А потом, тоже на 80-летии, была неожиданная минута, когда кто-то из зала во весь голос попросил-потребовал: «Герои Медынского, встаньте, мы хотим вас видеть». И они встали…
Живые социальные романы.
Его живые ордена…
(Один из этих живых романов можно было бы, наверное, назвать «Господа удавы». И мы к нему еще вернемся…)
Через пять лет я увидел их всех в траурный день. Тогда они съехались на радость, теперь — на горе.
Хоронили Медынского.
Исполнилось ему за двое суток до последней минуты восемьдесят пять. Судьба отмерила нескупо, но точно.
За поминальным столом я вдруг неожиданно для самого себя, понимая и не понимая от горя, подумал: а зачем Медынскому все это было нужно? Зачем?!
На старости лет это неподъемная и для молодых трата душевных сил! Ну сидел бы в тиши и уюте домашнего кабинета, писал бы повести и романы. Ведь писал же он их раньше, не нарушая «нормального» писательского образа жизни, и почетом не был обойден, стал лауреатом, «выходил» хорошими тиражами. Вот и состарился бы безбурно, в озарении мыслей и сюжетов, за письменным столом. А вечерами гулял бы с женой Марией Никифоровной. Посмотрели бы хорошую кинокартину, пошли в консерваторию…
Но даже и не в вечерах дело, а в утренних высоких часах, бесценных для писателя, когда важно не рассредоточиться, себя не расплескать.
А тут с утренней почтой письма, письма, письма. И что ни письмо, то сигнал бедствия, и надо идти, ехать, доказывать, убеждать.
Или утренние нежданные посетители, и тоже, что ни человек — узел обстоятельств, живой комок «болей, бед и обид».
За поминальным столом Виктор М. (один из тех, чью судьбу Медынский спасал) рассказал, что сейчас у него двое детей: сына он назвал Антоном в честь Антона Шелестова, героя «Чести», а дочь Марией — в честь Марии Никифоровны.
Это и был герой романа, написанного Медынским в соавторстве с жизнью, который можно было бы назвать «Господа удавы».
Они украли в сарае охотничье ружье, находили в лесу оставшиеся с войны автоматы, похищали автомобили, задумывали серьезные дела. Они называли себя «господа удавы», в само это наименование помещая особую «идею»: безжалостности, силы, ледяного расчета.
Удавы.
А «удавам» было по пятнадцати лет, когда часто определяется вся будущая жизнь и юношеская жестокость может отвердеть в ледяные удушающие кольца…
Они были на рубеже расчеловечивания, которое начинается с убеждения: все дозволено, а кончается бездной. И удержать над бездной может лишь Человек. Этим Человеком и стал Медынский (ему написал Виктор М. в минуту сомнений или колебаний).

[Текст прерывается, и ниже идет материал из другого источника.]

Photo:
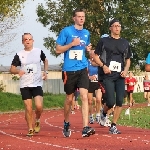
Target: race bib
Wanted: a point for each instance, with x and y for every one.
(131, 83)
(76, 54)
(96, 78)
(32, 68)
(146, 88)
(115, 66)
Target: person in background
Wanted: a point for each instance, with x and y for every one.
(126, 93)
(146, 85)
(131, 82)
(93, 87)
(112, 54)
(29, 60)
(75, 104)
(74, 41)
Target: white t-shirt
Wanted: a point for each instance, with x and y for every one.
(31, 64)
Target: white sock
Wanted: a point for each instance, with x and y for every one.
(98, 114)
(91, 116)
(37, 120)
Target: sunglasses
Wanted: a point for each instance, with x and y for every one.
(27, 39)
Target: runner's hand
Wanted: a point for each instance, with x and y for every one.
(44, 77)
(21, 73)
(89, 47)
(76, 41)
(123, 74)
(106, 70)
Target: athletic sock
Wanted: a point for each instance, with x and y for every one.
(113, 124)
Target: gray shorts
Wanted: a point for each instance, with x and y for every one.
(31, 92)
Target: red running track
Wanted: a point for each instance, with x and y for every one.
(13, 130)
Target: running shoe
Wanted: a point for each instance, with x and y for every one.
(114, 130)
(66, 130)
(97, 119)
(30, 133)
(87, 131)
(91, 120)
(37, 127)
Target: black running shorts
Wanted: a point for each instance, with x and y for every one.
(75, 79)
(31, 92)
(93, 86)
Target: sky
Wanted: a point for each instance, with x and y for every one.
(35, 28)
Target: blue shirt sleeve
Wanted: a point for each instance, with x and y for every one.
(61, 40)
(148, 59)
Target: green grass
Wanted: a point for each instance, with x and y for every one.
(139, 117)
(14, 102)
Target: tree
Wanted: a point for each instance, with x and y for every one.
(134, 16)
(9, 20)
(10, 8)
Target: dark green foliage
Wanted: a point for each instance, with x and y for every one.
(134, 16)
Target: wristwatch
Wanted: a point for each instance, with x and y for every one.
(46, 72)
(102, 65)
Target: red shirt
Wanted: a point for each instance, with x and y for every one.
(130, 83)
(146, 84)
(126, 83)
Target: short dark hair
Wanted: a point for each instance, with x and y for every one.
(26, 34)
(113, 21)
(77, 10)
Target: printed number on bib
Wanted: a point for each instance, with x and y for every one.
(96, 78)
(32, 68)
(115, 66)
(146, 88)
(75, 54)
(131, 83)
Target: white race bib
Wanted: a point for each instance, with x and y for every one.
(131, 83)
(146, 88)
(115, 66)
(76, 54)
(96, 78)
(32, 68)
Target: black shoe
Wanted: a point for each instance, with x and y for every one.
(114, 130)
(66, 130)
(87, 131)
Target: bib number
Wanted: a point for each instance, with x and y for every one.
(32, 68)
(75, 54)
(115, 66)
(96, 78)
(146, 88)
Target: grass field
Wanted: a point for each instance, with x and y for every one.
(139, 117)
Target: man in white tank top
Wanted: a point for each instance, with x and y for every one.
(31, 80)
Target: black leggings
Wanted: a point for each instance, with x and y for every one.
(114, 91)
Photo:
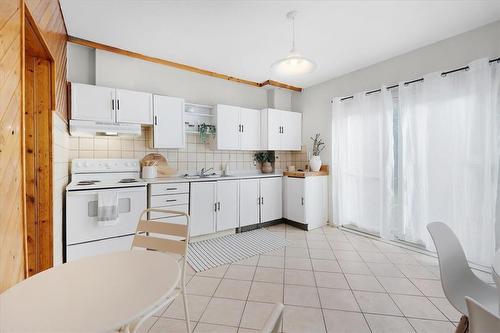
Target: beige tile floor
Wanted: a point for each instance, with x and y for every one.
(329, 280)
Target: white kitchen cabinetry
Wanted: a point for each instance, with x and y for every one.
(168, 129)
(227, 205)
(92, 103)
(134, 107)
(249, 201)
(306, 200)
(271, 203)
(110, 105)
(203, 208)
(281, 130)
(237, 128)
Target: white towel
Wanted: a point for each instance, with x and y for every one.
(107, 208)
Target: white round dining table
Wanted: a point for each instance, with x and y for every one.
(94, 294)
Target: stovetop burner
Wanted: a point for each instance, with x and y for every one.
(87, 182)
(128, 180)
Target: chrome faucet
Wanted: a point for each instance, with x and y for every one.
(204, 172)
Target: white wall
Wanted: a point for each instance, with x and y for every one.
(455, 52)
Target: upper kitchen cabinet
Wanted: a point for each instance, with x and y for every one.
(109, 105)
(281, 130)
(92, 103)
(237, 128)
(168, 128)
(134, 107)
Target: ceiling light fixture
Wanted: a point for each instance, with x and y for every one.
(294, 63)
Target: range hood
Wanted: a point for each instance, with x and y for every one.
(94, 128)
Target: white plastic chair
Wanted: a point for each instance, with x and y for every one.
(165, 237)
(457, 278)
(480, 319)
(272, 324)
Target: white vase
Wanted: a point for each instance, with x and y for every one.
(315, 163)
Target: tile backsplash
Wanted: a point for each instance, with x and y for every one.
(194, 156)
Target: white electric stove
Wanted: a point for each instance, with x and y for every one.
(84, 236)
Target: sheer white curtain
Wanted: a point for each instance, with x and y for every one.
(362, 148)
(450, 157)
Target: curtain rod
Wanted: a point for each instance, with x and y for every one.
(443, 74)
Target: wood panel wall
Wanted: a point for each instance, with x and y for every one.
(48, 17)
(12, 256)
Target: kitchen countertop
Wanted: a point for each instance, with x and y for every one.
(239, 175)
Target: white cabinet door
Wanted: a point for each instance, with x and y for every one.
(227, 205)
(249, 202)
(250, 129)
(202, 208)
(294, 196)
(134, 107)
(271, 207)
(92, 103)
(291, 131)
(168, 129)
(228, 127)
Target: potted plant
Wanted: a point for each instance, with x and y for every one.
(265, 158)
(206, 130)
(318, 146)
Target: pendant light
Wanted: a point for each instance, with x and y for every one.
(294, 63)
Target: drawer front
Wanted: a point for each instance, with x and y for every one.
(170, 188)
(169, 200)
(166, 217)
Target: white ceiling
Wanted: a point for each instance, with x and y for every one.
(243, 38)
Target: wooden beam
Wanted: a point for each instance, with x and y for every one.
(280, 85)
(177, 65)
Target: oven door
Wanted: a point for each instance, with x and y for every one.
(81, 214)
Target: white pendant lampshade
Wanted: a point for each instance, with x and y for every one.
(294, 63)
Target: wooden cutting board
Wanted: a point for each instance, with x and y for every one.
(162, 167)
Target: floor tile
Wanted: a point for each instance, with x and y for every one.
(271, 261)
(326, 265)
(223, 312)
(345, 322)
(266, 292)
(364, 282)
(398, 285)
(196, 305)
(377, 303)
(445, 307)
(337, 299)
(217, 272)
(200, 285)
(301, 296)
(268, 274)
(331, 280)
(299, 277)
(239, 272)
(431, 326)
(353, 267)
(388, 324)
(431, 288)
(417, 307)
(236, 289)
(211, 328)
(298, 263)
(297, 252)
(256, 314)
(321, 254)
(302, 320)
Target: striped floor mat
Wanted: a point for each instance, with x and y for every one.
(210, 253)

И вот там, где могла быть бездна, сегодня играют дети — маленькие Антон и Мария.
«Сотворить» из «удава» человека — высшая доблесть. Социальная доблесть.
Рядом с бывшим «господином удавом» сидел — теперь уже сорокалетний — человек, которому Медынский некогда написал одно из самых горьких и гневных писем.
…«С чего начать? Первым чувством было негодование и ужас, негодование на тебя и ужас вообще. Неужели в людях есть что-то неисправимое и безнадежное? Это ужасно! Это подрыв всего, во что я верил, на что я, не жалея, тратил последние стариковские силы. Ведь я старик. Я мог бы тихо получать пенсию и жить для себя, ни о чем не думая. А я вожусь с одним, вторым, третьим. Я выслушиваю сотни клятв, воплей и заверений. А думаешь, это легко? Я до сих пор верил, что делаю нужное и полезное дело. И ты, ты был одной из опор этой веры. Теперь она рушится…»
Он вел его через темный лес, через сыр-бор за руку. Письма, встречи, гостеприимство теплого дома Медынских: Григория Александровича и Марии Никифоровны. Нет, точнее определить — он вел его за руку не по лесу, а по болоту — тот тонул, он вытаскивал, нес на руках… Терял и вытаскивал опять.
А я думал непрестанно: зачем это было нужно Медынскому? Получилось, что последняя четверть века его жизни, когда тело и душа все больше хотят покоя, стали самыми маетными.
…При самой нашей последней встрече в больнице я рассказывал ему о том, что и тогда волновало его больше всего: о борьбе с несправедливостью. Несправедливость — любую — он ненавидел яростно, люто.
Мы говорили долго… А поскольку на столике больничном, рядом, лежала открытая на первых страницах моя книга «Урок», в которой писал я в самом конце, что хочу расстаться с судебными очерками, потому что устал от маеты и обузы, то я и вознамерился объяснить ему мотивы ухода в жанры более «тихие» и «отдохновенные», чтобы не удивился он, читая об этом.